There is also another issue that could derail the Minister’s plans for a large surplus in 2015-16.  The government has frozen EI premium rates to 2016.  However, the government has announced that once the EI Operating Account achieves a balance, a new rate setting process would come into effect.  According to the Update, an operating surplus is projected for 2015-16.  This would imply a reduction in the premium rate in 2015 from what is currently assumed.  This could reduce budgetary revenues by over $1 billion in 2015-16, furthering putting the achievement of a large surplus at risk.
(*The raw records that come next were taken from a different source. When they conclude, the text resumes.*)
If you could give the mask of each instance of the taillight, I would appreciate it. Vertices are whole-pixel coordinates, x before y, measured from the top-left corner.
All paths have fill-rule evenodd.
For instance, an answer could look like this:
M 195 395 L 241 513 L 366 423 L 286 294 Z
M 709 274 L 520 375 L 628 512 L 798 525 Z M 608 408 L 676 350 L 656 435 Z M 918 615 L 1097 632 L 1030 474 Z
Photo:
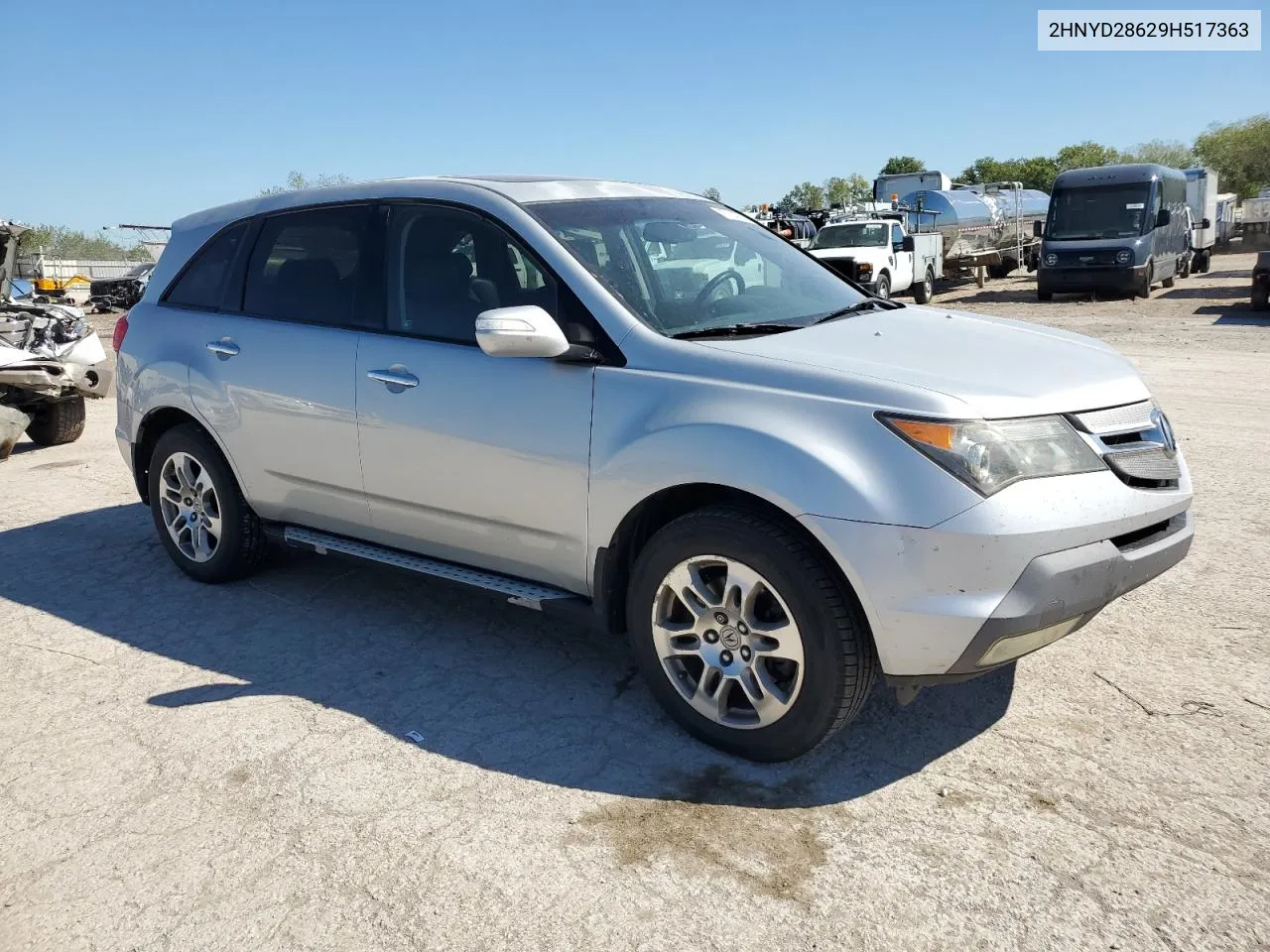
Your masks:
M 128 315 L 124 312 L 119 320 L 114 322 L 114 339 L 110 345 L 114 348 L 114 353 L 119 353 L 119 348 L 123 347 L 123 335 L 128 333 Z

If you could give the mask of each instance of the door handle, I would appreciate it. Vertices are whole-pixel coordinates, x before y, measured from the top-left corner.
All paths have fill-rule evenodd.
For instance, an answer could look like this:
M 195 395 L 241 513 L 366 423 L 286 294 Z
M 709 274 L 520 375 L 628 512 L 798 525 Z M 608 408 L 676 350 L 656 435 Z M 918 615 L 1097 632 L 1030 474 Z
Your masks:
M 211 350 L 222 360 L 229 360 L 231 357 L 239 355 L 239 345 L 235 344 L 229 338 L 221 338 L 220 340 L 207 341 L 207 349 Z
M 366 376 L 371 380 L 378 381 L 389 390 L 400 387 L 401 390 L 406 387 L 418 387 L 419 378 L 413 373 L 406 371 L 404 367 L 400 369 L 387 369 L 387 371 L 367 371 Z M 400 391 L 398 391 L 400 392 Z

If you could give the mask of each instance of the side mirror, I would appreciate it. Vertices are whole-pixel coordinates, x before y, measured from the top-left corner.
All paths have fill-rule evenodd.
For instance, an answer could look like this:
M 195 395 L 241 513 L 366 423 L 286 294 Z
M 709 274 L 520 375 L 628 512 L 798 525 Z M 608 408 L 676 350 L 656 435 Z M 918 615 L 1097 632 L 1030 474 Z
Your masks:
M 481 311 L 476 343 L 490 357 L 560 357 L 569 349 L 560 325 L 537 305 Z

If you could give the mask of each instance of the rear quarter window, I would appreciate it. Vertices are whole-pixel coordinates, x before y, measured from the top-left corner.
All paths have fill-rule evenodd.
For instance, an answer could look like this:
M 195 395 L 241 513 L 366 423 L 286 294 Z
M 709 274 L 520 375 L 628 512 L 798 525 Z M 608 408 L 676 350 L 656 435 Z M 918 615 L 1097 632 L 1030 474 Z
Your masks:
M 246 222 L 221 231 L 203 245 L 164 294 L 164 303 L 216 310 L 225 297 L 225 282 L 234 267 Z

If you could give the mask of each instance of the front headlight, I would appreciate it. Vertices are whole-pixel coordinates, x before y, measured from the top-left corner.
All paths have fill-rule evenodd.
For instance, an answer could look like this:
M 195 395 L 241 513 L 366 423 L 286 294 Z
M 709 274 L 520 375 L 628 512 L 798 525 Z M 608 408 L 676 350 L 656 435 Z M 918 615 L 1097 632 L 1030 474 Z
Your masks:
M 878 419 L 986 496 L 1019 480 L 1105 468 L 1102 458 L 1062 416 L 949 421 L 879 414 Z

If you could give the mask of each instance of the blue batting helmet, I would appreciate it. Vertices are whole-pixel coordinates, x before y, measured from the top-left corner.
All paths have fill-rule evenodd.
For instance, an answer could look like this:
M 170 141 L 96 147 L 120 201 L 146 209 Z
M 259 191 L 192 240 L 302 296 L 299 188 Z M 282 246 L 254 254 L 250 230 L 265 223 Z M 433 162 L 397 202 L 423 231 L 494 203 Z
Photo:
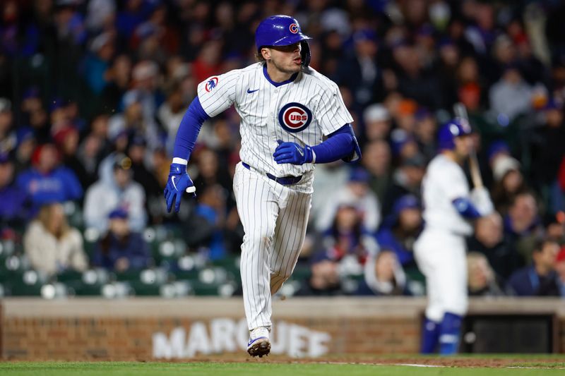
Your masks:
M 466 120 L 459 118 L 451 120 L 439 129 L 438 146 L 440 150 L 455 148 L 454 140 L 456 137 L 471 134 L 471 127 Z
M 304 66 L 308 66 L 310 63 L 310 47 L 307 40 L 311 39 L 302 34 L 298 21 L 289 16 L 268 17 L 259 23 L 255 30 L 255 46 L 259 53 L 261 47 L 288 46 L 299 42 Z

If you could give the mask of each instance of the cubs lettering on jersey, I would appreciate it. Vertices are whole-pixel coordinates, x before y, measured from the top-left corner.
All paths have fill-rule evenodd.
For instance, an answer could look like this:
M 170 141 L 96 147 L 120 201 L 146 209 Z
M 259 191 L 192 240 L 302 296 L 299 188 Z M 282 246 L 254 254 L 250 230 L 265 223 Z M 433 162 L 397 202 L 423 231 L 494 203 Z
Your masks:
M 304 104 L 295 102 L 285 104 L 278 113 L 278 121 L 289 132 L 300 132 L 310 125 L 312 111 Z
M 277 140 L 318 145 L 324 135 L 353 121 L 338 85 L 309 68 L 288 82 L 274 83 L 257 63 L 206 79 L 198 85 L 198 95 L 210 117 L 235 104 L 242 118 L 243 162 L 275 176 L 305 176 L 306 186 L 314 164 L 277 164 L 273 159 Z M 301 185 L 297 188 L 310 189 Z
As noted earlier, the final outcome for 2015-16 will not be known until the fall of 2016, well after the 2015 election.  Until then, the Minister will be tabling up to two more budgets and possibly one more update, with revised surplus forecasts for 2015-16. Like the 2013 Update, these too will show a surplus in 2015-16 large enough to finance the 2011 election promises. However, these too will have to be assessed carefully, as they too could be based on very weak and inappropriate assumptions. 
For the fifth consecutive year, the Minister Flaherty has presented his Update outside Parliament. These Updates should be presented to the House of Commons Standing Committee on Finance for its review and assessment.  The Committee has been holding pre-budget consultations to hear the views of Canadians on what should be included in the upcoming budget. 

A vital component in these consultations is the government’s updated economic and fiscal projections.  However, once again, the government has undermined Parliament and the Committee.